3.1. Using a Non-Vulnerable Character Set

One direct solution is selecting an encoding that lacks the problematic partial-byte interpretations of gbk, big5, cp932, and similar character sets:

mysql_query('SET NAMES utf8mb4');
$var = mysql_real_escape_string("\xbf\x27 OR 1=1 /*");
mysql_query("SELECT * FROM test WHERE name = '$var'");

With a reliable encoding like utf8 or utf8mb4, those ambiguous multibyte edges do not arise, so the inserted backslash in front of 0x27 remains meaningful. Consequently, the payload does not break the string.

3.2. Correctly Matching Client and Server Encodings

Another crucial approach involves calling mysql_set_charset() or the equivalent in newer libraries:

mysql_set_charset('gbk'); 
$var = mysql_real_escape_string("\xbf\x27 OR 1=1 /*");
mysql_query("SELECT * FROM test WHERE name = '$var'");

When both client and server truly agree on gbk, the escaping function can accurately interpret the payload, thus preventing partial multibyte injection. This alignment applies to any chosen encoding, but both the client call and the server settings must remain consistent.

3.3. Disabling Emulated Statements in PDO

In case of relying on PDO we can set the following attribute:

$pdo->setAttribute(PDO::ATTR_EMULATE_PREPARES, false);
$pdo->query('SET NAMES gbk');
$stmt = $pdo->prepare('SELECT * FROM test WHERE name = ?');
$stmt->execute(["\xbf\x27 OR 1=1 /*"]);

Disabling emulation causes the statement to be prepared on the server, ensuring that user input never modifies the query structure. When the PDO driver does not attempt to escape strings itself, it avoids the mismatch problem entirely.

3.4. Avoiding NO_BACKSLASH_ESCAPES

Even when NO_BACKSLASH_ESCAPES is disabled, mysql_real_escape_string() can still function correctly under most conditions. If we must keep NO_BACKSLASH_ESCAPES for other reasons, then we should ensure that queries consistently use single quotes, or switch to prepared statements entirely.

For MySQL 5.7.6 and later, mysql_real_escape_string_quote() solves this issue by receiving the necessary context regarding which quotes the string will use.

4. Conclusion

As we’ve seen, under specific conditions, mysql_real_escape_string() may fail to prevent SQL injection.

However, these vulnerabilities vanish when modern best practices are followed. Relying on true prepared statements (MySQLi or PDO with emulation disabled) ensures query strings remain intact, and user data never shifts the query’s logic.
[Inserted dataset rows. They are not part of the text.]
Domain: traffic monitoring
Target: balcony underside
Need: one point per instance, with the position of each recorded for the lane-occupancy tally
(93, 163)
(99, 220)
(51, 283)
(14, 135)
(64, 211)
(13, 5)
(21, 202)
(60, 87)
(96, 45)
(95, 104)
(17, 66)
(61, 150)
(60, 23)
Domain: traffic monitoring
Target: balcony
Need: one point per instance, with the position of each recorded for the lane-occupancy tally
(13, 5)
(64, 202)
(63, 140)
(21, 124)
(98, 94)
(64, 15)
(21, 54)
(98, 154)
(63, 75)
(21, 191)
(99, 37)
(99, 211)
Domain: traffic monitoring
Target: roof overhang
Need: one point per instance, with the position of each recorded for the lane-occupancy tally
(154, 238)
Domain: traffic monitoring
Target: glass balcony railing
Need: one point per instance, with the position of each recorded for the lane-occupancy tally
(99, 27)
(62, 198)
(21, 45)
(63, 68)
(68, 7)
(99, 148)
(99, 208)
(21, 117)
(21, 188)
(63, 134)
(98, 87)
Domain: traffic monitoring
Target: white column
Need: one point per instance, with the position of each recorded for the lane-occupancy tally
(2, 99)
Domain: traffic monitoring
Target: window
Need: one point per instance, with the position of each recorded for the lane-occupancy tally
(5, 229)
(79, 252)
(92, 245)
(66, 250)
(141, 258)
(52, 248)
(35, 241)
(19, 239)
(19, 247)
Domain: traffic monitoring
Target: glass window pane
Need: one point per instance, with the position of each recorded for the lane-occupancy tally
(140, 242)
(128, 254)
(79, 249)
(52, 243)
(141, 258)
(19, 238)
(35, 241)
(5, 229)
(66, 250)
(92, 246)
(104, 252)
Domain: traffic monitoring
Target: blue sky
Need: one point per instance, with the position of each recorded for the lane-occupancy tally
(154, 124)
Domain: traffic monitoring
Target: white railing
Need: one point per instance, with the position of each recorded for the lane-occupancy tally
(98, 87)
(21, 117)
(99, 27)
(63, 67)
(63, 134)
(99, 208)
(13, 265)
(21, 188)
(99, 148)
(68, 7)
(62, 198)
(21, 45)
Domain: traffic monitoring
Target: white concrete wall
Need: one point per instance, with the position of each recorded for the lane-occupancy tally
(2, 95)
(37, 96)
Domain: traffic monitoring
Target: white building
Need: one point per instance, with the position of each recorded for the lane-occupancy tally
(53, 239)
Alternatively, consistently matching client/server character sets (for example, through mysql_set_charset() or a DSN parameter) and selecting encodings that lack problematic edge cases (such as utf8mb4) ensures that escaping remains valid.

Finally, double-checking SQL modes to avoid NO_BACKSLASH_ESCAPES or using single quotes for string literals provides an additional safeguard. In current MySQL releases (≥5.7.6), developers can adopt mysql_real_escape_string_quote() if required. By following these guidelines, we can avoid all known pitfalls, even though mysql_real_escape_string() has historically been considered a reliable escape function.